Milwaukee Film Fest 2014: Still Life

In classic, reticent English fashion, “Still Life” does a lot with a little. It's what we call a little gem of a film, where even the colors are subdued, and, much like the Michael Haneke films “The White Ribbon” and “Amour,” a hushed tone doesn't mean a lack of passion.

“Still Life” is the character study of a council worker named John May (Eddie Marsan of “The World's End”), who has the job of finding a person's next of kin after they've passed away. When none can be found or refuse to make an appearance, he attends and oversees the funerals himself, often taking care of such details as writing the eulogy and even choosing the music that's played. He is devoted to his work and investigates each case thoroughly and exhaustively. It's remarkable to see, yet understandable, since he has much in common with the lonely people he devotes his time to: he lives a very solitary life himself, with no friends or family that we see.

May is not only the focus and center, he embodies the film's beliefs, its tone, its quiet stoicism that does what it believes is right and decent and tries to persuade others to do the same. But the outer world does not share his concerns, and he is told that his current case will be his last. It's a fitting finale, seeing how the now-deceased man lived right across from him, and the high personal and professional stakes make May more determined than ever that some friends or family must attend the last funeral he will ever devote himself to.

While sharing a similar tone to the aforementioned Haneke films, “Still Life” could also be seen as a more agnostic companion to the film “Calvary,” wherein Brendan Gleeson played a Catholic priest. Both films serve as a profound, moving meditation on death and our views of and rituals around it, as well as the lack of reverence today's world has for it in the rush for money and cutting costs. In their own ways, both argue that the lack of appreciation has profound consequences for the living, and sooner or later leads to a devaluation of them as well.

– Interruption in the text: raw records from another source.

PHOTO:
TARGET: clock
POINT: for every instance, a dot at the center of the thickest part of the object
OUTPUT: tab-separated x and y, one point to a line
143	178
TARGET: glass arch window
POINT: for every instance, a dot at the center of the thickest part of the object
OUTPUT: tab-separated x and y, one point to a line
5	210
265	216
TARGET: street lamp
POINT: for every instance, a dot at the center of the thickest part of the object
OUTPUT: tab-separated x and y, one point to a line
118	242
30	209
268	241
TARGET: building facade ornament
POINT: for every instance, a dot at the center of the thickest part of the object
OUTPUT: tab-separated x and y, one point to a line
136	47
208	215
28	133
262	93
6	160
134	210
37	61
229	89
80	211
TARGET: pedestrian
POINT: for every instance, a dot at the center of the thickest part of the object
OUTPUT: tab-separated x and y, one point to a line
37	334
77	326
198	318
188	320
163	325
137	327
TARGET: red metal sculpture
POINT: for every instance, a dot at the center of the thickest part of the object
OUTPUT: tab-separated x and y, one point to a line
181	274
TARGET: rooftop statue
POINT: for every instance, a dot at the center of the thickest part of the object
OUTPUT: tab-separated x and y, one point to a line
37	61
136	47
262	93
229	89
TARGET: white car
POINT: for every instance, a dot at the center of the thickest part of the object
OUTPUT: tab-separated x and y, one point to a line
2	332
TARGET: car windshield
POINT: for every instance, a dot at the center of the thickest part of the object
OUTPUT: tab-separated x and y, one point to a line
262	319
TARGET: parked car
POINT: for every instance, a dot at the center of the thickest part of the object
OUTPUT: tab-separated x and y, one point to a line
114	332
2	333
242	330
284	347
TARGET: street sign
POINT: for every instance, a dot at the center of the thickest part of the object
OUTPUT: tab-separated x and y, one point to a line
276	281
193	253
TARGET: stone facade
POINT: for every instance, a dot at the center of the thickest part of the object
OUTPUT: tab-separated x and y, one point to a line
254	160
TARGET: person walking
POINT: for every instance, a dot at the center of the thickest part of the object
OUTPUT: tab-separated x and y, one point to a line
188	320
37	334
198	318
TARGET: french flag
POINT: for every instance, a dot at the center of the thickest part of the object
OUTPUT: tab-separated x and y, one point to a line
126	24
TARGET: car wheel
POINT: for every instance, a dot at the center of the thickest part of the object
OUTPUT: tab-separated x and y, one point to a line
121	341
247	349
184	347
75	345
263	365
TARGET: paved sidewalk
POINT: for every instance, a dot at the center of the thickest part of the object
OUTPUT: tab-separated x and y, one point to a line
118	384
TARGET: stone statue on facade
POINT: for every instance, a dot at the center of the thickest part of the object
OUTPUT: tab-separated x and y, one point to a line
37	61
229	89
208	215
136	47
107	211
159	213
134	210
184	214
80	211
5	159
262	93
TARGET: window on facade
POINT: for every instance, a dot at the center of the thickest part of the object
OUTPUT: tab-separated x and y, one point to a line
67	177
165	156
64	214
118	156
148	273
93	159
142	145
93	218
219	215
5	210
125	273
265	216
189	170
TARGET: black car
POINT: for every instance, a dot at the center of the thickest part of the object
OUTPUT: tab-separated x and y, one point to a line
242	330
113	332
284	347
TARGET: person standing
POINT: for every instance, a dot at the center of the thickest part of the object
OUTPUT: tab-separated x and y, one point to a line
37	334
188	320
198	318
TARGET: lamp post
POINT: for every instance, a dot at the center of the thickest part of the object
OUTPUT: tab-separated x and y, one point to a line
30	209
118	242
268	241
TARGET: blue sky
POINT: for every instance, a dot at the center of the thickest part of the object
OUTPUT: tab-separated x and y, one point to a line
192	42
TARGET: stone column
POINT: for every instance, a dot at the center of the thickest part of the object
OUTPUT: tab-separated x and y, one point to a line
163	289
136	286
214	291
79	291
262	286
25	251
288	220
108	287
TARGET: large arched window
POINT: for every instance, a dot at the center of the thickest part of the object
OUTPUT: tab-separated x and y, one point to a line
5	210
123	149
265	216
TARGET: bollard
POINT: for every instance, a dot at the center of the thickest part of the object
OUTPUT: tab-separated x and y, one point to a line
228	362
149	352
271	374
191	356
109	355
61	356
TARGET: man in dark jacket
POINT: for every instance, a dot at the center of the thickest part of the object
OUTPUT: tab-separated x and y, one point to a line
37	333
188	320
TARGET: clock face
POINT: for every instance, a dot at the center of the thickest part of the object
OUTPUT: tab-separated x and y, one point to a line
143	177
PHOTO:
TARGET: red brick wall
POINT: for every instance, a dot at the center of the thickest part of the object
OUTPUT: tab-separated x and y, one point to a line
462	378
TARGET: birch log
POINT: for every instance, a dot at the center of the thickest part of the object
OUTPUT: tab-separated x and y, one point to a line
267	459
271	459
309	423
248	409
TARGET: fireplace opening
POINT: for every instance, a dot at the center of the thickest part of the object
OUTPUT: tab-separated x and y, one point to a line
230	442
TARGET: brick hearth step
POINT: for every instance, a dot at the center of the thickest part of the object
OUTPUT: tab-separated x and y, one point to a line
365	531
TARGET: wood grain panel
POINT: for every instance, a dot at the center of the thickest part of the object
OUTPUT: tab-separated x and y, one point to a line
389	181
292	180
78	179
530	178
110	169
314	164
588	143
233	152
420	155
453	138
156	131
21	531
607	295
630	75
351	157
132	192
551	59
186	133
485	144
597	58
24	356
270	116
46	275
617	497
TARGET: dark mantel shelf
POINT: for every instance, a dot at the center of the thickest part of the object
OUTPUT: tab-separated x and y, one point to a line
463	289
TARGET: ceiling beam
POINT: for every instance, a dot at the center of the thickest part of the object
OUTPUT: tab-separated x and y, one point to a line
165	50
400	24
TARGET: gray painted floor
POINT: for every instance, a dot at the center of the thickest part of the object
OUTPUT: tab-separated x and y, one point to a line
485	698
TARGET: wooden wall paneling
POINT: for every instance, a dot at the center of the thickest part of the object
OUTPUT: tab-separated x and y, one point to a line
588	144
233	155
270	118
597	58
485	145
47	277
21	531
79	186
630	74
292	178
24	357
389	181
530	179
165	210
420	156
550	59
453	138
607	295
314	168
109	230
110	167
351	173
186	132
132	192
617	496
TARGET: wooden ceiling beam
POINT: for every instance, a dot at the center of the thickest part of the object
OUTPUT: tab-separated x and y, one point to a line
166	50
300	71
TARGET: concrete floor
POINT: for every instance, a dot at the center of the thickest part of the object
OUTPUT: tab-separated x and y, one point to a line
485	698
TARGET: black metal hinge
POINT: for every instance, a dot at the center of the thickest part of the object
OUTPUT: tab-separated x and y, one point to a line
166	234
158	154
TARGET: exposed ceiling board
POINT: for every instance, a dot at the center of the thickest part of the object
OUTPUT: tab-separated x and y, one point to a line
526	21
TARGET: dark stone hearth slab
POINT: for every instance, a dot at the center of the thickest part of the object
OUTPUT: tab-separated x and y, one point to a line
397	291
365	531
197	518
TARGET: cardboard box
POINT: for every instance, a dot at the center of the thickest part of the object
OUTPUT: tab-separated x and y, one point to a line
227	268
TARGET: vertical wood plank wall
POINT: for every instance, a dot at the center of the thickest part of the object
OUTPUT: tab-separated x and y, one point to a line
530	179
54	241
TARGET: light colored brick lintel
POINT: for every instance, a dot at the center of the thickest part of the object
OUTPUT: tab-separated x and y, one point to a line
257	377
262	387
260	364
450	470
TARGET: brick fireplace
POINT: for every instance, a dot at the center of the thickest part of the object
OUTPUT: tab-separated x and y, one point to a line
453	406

May knows he can't stem this tide, but he refuses to allow his efforts to become meaningless. Remarkably, “Still Life” never gives in to pity or maudlin displays. Its message is that of respect and empathy. Yet the movie refuses to turn away from the tragic emptiness that life can bring. May's efforts and the subsequent fruits of his labors unfold in a slow burn that culminates into one of the most touching and beautiful final scenes that I have ever seen on film. It's powerful enough that it actually upsets me that “Still Life” doesn't have its own Wikipedia page. Something this perfectly executed should have more of an audience.